We are entering the 10th year of a bull market, with Brexit and a global trade war escalating. So which stocks would you buy today?

We have bought DotDigital and On The Beach in recent weeks. These are both disruptive technology businesses, with strong organic growth and high profit margins.

The tech sector has seen a significant sell of in recent months. The NASDAQ is down 12% since September. We have welcomed this volatility which has presented some buying opportunities.

There is a lot of talk about the valuation of tech stocks, FAANG’s and another Dotcom Bubble. But we are focusing on individual companies which leverage technology to benefit their customers and disrupt traditional business models.

DotDigital is valued on a PE ratio of 22, which appears reasonable for a company that is growing earnings by 26% pa. The company provides marketing automation software. It is expanding internationally and has predictable recurring revenue.

On The Beach is valued on a PE ratio of 16, with earnings growing at 19% pa. Their online only business model allows OTB to provide more flexibility and lower costs to consumers. While traditional travel agents are struggling with high fixed costs, OTB’s asset light model is allowing them to build market share.

The stock market is undoubtedly expensive. The Cyclically Adjusted PE Ratio for the S&P500 stands at 30. Markets have only ever been this expensive in 1930 and 1999. This may or may not predicate an imminent market crash.
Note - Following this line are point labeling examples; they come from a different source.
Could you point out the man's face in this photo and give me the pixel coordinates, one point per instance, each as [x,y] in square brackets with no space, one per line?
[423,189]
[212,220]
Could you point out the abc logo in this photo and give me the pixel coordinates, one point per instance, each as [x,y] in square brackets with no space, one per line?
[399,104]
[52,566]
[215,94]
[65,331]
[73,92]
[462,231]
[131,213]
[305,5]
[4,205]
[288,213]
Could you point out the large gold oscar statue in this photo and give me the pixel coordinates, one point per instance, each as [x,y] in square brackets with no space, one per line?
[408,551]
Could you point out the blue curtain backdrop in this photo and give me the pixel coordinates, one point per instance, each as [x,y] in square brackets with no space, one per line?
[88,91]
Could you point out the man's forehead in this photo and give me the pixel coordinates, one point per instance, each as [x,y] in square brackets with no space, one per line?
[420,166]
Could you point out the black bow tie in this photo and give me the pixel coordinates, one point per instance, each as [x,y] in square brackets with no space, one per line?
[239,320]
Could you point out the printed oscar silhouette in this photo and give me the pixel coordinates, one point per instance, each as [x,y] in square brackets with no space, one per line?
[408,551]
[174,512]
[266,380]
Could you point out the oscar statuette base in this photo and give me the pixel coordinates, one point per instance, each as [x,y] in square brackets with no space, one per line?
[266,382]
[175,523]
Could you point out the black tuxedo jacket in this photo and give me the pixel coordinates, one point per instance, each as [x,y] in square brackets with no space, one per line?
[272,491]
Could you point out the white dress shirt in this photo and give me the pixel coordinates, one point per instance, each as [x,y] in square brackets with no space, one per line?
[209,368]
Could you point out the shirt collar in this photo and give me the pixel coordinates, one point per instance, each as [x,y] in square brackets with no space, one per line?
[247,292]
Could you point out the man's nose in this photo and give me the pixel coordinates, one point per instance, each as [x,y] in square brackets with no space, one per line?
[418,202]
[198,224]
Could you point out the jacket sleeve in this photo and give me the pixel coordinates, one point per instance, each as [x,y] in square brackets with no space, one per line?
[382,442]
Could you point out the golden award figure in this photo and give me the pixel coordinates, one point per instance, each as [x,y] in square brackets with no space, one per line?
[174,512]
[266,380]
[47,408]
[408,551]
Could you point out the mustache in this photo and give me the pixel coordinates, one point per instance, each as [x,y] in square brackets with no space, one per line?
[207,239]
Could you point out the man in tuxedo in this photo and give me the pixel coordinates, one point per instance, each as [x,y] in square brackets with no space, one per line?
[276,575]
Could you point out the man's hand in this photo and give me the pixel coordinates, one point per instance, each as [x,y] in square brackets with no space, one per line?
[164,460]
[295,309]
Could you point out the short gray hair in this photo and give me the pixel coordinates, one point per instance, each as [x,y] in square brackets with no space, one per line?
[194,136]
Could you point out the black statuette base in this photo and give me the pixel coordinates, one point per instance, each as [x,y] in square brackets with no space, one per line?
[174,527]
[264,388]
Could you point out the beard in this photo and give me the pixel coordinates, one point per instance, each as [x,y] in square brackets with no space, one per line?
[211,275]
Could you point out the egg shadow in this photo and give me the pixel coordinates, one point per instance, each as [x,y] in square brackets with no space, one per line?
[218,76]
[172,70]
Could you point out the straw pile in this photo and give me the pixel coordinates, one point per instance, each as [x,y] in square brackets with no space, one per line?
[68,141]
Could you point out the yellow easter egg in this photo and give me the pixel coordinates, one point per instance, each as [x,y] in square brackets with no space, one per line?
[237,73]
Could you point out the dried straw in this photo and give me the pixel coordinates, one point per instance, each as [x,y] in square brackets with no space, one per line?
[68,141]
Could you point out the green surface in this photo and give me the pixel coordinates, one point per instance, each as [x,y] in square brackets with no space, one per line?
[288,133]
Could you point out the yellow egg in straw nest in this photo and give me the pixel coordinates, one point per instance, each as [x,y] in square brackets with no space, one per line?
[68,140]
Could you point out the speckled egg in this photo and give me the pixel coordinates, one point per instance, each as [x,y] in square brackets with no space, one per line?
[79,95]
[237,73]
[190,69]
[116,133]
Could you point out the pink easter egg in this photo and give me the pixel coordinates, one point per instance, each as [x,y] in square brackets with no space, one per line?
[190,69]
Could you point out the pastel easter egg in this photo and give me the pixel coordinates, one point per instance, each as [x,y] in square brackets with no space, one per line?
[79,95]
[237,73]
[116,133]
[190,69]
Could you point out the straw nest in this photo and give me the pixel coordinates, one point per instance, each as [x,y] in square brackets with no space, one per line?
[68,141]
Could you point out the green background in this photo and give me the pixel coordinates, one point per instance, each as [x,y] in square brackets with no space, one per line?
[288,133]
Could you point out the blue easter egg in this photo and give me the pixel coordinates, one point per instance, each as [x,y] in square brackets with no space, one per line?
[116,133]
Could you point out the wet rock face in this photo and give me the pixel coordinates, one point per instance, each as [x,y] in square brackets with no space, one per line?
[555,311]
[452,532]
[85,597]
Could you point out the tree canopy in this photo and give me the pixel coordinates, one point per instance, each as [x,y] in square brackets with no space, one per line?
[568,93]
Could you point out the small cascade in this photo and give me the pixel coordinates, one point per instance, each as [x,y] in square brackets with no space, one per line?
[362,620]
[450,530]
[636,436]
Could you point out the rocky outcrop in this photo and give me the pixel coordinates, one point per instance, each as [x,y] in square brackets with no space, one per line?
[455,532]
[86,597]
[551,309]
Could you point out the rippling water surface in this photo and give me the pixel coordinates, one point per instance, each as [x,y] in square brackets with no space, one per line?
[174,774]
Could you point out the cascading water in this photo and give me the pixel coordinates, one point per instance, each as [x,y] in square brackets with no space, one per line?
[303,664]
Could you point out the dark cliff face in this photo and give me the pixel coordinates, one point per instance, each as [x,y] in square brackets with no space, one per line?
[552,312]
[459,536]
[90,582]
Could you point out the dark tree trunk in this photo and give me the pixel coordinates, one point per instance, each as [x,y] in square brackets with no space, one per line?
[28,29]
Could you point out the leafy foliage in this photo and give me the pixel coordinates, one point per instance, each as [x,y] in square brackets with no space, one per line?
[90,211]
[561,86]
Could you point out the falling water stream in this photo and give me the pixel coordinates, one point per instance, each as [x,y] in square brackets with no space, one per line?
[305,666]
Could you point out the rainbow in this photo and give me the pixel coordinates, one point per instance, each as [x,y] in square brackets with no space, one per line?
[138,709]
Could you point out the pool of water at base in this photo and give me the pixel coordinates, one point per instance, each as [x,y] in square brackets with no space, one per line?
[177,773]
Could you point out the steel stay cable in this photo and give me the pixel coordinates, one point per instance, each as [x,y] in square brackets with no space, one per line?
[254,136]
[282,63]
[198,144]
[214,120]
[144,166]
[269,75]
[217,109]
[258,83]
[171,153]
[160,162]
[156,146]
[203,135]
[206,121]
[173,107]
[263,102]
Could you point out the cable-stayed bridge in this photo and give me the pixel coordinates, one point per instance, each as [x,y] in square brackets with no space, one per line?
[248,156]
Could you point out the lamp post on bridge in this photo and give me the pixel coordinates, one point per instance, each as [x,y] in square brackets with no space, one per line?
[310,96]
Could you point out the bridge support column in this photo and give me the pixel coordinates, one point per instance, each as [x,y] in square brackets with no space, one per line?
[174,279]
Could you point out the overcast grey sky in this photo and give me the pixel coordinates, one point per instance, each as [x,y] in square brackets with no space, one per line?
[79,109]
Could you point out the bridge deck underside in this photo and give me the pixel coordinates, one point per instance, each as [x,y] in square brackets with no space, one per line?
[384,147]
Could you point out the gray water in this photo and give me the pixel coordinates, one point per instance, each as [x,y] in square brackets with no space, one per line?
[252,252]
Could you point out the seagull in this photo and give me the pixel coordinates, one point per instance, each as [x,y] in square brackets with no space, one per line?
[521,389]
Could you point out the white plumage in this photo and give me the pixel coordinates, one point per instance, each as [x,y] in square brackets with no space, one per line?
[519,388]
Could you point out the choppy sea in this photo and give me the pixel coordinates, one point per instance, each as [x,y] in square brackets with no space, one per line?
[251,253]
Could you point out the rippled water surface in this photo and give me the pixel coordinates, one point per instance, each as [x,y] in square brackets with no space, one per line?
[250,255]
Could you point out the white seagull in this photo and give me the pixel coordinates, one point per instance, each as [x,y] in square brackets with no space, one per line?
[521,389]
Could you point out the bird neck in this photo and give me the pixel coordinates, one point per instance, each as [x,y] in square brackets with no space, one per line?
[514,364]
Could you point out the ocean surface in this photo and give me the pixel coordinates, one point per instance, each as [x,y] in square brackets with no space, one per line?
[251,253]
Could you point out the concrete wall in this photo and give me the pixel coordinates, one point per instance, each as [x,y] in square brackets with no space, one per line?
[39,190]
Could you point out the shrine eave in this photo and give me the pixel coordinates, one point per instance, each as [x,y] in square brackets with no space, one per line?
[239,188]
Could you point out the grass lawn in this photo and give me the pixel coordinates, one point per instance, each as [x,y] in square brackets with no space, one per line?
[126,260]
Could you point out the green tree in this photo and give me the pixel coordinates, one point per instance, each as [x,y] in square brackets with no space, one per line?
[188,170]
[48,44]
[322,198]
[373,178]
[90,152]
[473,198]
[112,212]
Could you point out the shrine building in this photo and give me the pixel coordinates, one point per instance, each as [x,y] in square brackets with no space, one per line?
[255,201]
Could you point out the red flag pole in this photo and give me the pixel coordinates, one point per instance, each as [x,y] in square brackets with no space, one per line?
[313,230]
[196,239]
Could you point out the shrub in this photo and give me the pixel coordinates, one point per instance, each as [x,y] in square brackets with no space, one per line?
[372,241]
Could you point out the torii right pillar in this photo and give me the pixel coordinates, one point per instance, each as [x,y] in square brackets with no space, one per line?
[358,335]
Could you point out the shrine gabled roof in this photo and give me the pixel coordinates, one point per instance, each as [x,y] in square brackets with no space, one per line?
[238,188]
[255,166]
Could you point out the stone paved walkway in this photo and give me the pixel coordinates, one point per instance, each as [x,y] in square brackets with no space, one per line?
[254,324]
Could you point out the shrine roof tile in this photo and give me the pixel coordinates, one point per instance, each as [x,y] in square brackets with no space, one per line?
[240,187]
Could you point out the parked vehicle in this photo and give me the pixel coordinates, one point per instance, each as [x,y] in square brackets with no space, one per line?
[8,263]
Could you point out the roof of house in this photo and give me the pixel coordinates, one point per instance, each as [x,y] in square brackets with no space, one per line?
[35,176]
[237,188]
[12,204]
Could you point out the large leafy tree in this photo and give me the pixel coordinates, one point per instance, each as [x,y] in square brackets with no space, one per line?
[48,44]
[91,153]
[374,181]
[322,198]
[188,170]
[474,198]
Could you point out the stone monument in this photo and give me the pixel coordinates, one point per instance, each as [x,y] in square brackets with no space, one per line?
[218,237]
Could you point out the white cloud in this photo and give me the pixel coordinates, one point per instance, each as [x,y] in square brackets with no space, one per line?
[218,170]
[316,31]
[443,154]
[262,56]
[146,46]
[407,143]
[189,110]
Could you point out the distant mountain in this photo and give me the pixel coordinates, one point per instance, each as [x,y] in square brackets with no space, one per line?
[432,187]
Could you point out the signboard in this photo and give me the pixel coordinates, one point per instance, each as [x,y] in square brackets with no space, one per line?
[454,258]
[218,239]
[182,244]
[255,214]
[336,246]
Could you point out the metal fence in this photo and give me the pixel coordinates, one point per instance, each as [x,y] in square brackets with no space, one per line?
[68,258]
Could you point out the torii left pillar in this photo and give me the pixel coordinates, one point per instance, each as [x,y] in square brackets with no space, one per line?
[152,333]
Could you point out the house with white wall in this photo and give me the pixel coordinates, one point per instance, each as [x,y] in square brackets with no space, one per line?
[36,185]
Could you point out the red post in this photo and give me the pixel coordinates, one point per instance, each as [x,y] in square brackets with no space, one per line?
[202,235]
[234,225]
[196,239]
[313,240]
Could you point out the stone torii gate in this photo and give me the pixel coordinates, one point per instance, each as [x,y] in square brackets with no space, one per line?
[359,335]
It does mean that the probability of generating positive returns in the stock market is lower now than it has been in the recent past.

Howard Marks said earlier in 2018 that “the S&P500 has roughly quadrupled, including income, from its low in 2009. It was certainly easier for the p/e ratio to go from low teens in 2011-12 to 25 than it would be for it to double again from here.”

Some investors are rotating out of growth stocks into defensive names. On several occasions recently, the biggest risers on the FTSE100 have been tobacco and utility companies and the biggest fallers are miners and financials. However, taking a very long-term view, we believe that the risk/reward profile is better for quality growth companies than it is for defensives.

We analysed a basket of defensive UK blue chips (including Diageo, Unilever, National Grid). On average this portfolio declined by 29% from 2007 to 2009. The portfolio has generated 110% return in the period from 2009 to 2018.

In comparison a basket of growth companies (including Rightmove, Hargreaves Lansdown, Dominos Pizza) declined by 54% in the financial crisis. They have returned 1037% in the bull market that followed.

We cannot predict where the stock market will go next. We do not know when or if a market crash will happen. But we are happy to run the risk of circa 50% downside in the short term in exchange for 1000% upside in the long term.

Neil Woodford said that “timing a market reversal, or pinpointing a specific event that will trigger it, is not possible but neither is it necessary. It is an inevitable consequence of the way that free financial markets work and have always worked – in the end however, fundamentals always reassert themselves and therefore, they are the only thing matters in the long run.”

So, we will continue to focus on finding great companies. If we can buy a business that has demonstrated consistent double-digit growth with a PEG ratio of less than 1, then we are very happy.